I was also intrigued to read Stephen Noll's paper Communion Governance: A revised Anglican Covenant (.pdf). He says,
Events of the past twelve years since the 1998 Lambeth Conference have made it increasingly clear that the Anglican Communion, lacking coherent doctrine or effective discipline, cannot continue in its present form. The idea of an Anglican Communion Covenant as a remedy for the present lawlessness (politely termed “ecclesial deficit” by the Windsor Continuation Group) ... (p2)
Since 1998, and to some degree before then, the Communion has come to be conceived as a single entity lacking central governance. But it was never intended to be such - it grew as a federation of Churches each of which had, and safeguarded, its own coherent doctrine and effective discipline - accepting the differences in both from one province to another. That it was 'lawless' was not a criticism, merely a statement of the obvious. Each member had plenary jurisdiction and law; the Communion never had jurisdiction.

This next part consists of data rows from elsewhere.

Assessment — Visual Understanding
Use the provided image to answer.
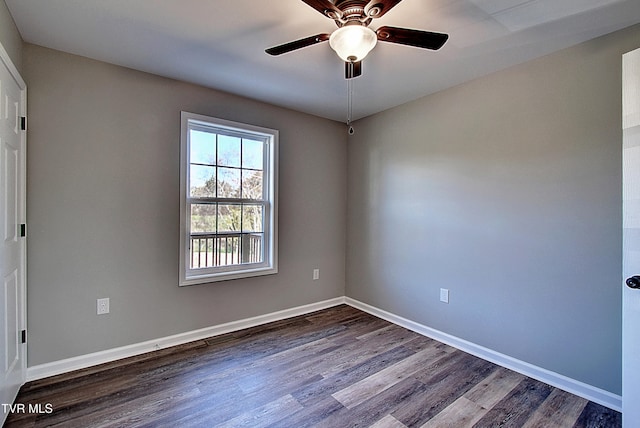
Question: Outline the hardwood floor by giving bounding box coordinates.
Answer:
[5,305,621,428]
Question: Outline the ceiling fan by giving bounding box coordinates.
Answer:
[265,0,449,79]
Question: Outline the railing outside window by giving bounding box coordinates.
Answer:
[189,232,263,269]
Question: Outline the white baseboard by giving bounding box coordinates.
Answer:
[27,297,622,412]
[345,297,622,412]
[27,297,345,382]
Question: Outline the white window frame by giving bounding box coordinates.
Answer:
[179,111,278,286]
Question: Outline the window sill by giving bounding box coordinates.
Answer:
[180,267,278,287]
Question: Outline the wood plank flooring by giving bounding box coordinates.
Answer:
[5,305,621,428]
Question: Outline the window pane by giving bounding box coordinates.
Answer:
[242,205,264,232]
[218,135,241,168]
[242,233,264,263]
[242,169,264,200]
[189,129,216,165]
[191,204,216,234]
[218,168,240,198]
[189,165,216,198]
[218,204,242,233]
[242,140,264,169]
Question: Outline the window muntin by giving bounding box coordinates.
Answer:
[180,112,278,285]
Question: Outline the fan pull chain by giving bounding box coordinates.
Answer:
[347,79,355,135]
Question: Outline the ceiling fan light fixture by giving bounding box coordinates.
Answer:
[329,23,378,62]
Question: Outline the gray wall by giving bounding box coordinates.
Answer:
[347,26,640,394]
[24,44,347,366]
[0,1,22,73]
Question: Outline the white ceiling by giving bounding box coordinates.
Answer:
[6,0,640,121]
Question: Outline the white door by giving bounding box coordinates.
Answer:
[0,45,26,423]
[622,49,640,427]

Nonetheless the mood changed. The federal structure (in the shape of the Eames Commission) sought an answer to the dissatisfaction of some by creating a tighter, more unitary structure - and the covenant mechanism can only move in that centralising direction. The SCAC reinforced it. The Anglican Communion is now thought of as a single body which ought to have the apparatus of a single body to make the idea real.
Noll would also disentangle the Archbishop of Canterbury from the Church of England (p.6). As I thought (here) the relationship between the two will inevitably have to be rethought as the Communion changes.
But the most significant fact is that Noll is offering an alternative covenant to the Global South. That is, the mechanism designed to bring us all together, apart from TEC and the Canadians, obviously, is equally available to every one else. Just write your own covenant and persuade as many people as possible to sign up. The one with the most signatures wins.
Noll commends his proposal to the Global South. There is good reason to think that many will applaud it. But 'One thing I have learned in the Anglican world: theologians may propose, but bishops will dispose.' (p. 9). Or, being translated, it's all a matter of power.
I haven't had time to look though the SCAC's Memorandum and Articles. In principle I think its a perfectly logical and sensible idea to constitute the ACC as a charitable company - not least because of the personal liability carried by the individual trustees of an unincorporated association. The costs are such that, should the Communion go bust, individuals could have been wholly impoverished.
But too much was left unsaid by Canon Rees in his, somewhat artificial, Q&A session put out by ACNS.
I'm not going to duplicate the comments raised by Thinking Anglicans on Rees' attitude to equalities legislation - though I would point you to an old article by Riazat Butt Is the Church of England above the law? (Which has a much nicer picture of her than the one the Guardian usually uses.)
As to why be a charity - the obvious answer is that international bodies need to be something and governed by some law located somewhere. So why not? But as to the tax benefits - this only applies to donors who pay tax in the UK. Would it not have been more profitable to set up under US law, on the grounds that more money comes from the US than any other single country? Or would that have been a little inept politically?
When asked whether the changes have been made following due process, he says
'It’s good to see that there are Anglicans out there who care that things are being done properly.'
Which I think is a bit unnecessary. He doesn't then explain the long secrecy which shrouded the implementation of the new constitution.
But to say that the suggestion that the new Constitution gives the SCAC more powers is 'very wide of the mark' is disingenuous. It may very well be that the committee will be very careful of their relations with the ABC and Primates' meeting - but the fact remains that power is explicitly concentrated in the Standing Committee. It has, for example, all the assets and liabilities of the ACC (Resolution 3.d, 2005) and has, by law, plenary responsibility for the charity. Perhaps this is not such a big change as commentators from outside the ACC, catching up with alterations planned since 1999, may like to think - but it is significant executive power.
This is good stuff.. It sort of endorses what Paul Bagshaw has been saying all along. Lousy photograph of Jonathan Clatworthy though - looks like a shortage of pixels or he's put his head out of the hut in the rain?!